While I was initially not  in love with the film, somewhere about 15 minutes in the film clicked for me. I understood what it was doing  and how it was doing it and I fell under it's spell. What I loved was that despite the obvious music cues and emotional manipulation it sucks you in and makes you feel what Jackie (or this version of her at least) is feeling. The film's tricks hook you and drag you along and make you go "yea this is what it must have been like". Its masterful filmmaking.

Another thing that I loved is that the film never gets into gossip territory. The film doesn't throw brickbats at the Kennedys or the Johnsons or anyone. The film remains steadfastly a portrait of a woman in mourning and how she shaped history.

Highly touted for Portman's performance if nothing else, JACKIE is exactly the sort of film that should be playing at the New York Film Festival. In a year where many of the highest praised films at the festival fizzled or disappointed JACKIE transcended the norm and was something truly special. Here is a film that has all the bells and whistles and uses them to pack an emotional wallop.

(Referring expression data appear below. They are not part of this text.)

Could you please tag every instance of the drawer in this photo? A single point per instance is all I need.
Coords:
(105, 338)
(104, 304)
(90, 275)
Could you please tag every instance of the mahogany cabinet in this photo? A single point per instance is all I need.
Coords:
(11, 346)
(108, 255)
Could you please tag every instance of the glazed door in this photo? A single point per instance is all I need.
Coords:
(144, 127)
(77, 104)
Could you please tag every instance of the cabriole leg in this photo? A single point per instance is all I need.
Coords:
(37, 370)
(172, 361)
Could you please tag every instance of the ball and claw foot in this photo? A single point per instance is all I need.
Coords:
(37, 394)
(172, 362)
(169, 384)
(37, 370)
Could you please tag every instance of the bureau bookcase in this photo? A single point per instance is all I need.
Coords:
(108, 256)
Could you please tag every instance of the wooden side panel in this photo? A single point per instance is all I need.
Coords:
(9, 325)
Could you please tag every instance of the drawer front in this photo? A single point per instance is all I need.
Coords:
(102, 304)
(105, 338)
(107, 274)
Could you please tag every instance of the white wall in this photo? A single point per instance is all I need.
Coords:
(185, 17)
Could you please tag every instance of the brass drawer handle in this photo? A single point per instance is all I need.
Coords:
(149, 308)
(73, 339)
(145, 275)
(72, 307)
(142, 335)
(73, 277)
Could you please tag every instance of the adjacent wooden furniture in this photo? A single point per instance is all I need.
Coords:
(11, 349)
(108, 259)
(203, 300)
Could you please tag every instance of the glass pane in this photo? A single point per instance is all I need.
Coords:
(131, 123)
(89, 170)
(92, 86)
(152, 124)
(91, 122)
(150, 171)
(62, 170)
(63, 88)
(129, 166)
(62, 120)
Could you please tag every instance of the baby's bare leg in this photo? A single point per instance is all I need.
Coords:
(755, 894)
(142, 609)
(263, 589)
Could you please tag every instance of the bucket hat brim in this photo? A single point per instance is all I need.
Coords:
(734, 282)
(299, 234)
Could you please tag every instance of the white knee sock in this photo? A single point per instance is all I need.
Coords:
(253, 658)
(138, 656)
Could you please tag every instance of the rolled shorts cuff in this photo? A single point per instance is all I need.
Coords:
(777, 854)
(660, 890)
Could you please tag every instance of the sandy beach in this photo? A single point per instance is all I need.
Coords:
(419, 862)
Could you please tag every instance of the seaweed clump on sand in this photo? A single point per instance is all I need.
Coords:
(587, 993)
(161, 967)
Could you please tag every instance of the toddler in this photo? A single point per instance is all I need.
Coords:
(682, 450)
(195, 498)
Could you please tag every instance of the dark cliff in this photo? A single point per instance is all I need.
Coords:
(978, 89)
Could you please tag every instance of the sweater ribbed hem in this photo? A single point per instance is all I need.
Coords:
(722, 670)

To be honest there is much to say about the film and it's explorations of public and private life, of it's look at the forging of history and of the very human story of mourning but I really don't feel like discussing them. Frankly what I want to do is just sit back and enjoy the fact that JACKIE hit it out of the park and then some. I'm sure that  many people will be writing up the thematic elements and historical significance of the film. Let them. Me I'd rather just sit back and relax an ponder the film and occasionally mumble "Damn that's a good film" because sometimes that says it all.

Absolutely one of the best films at the New York Film Festival and a must see when the film opens December 2.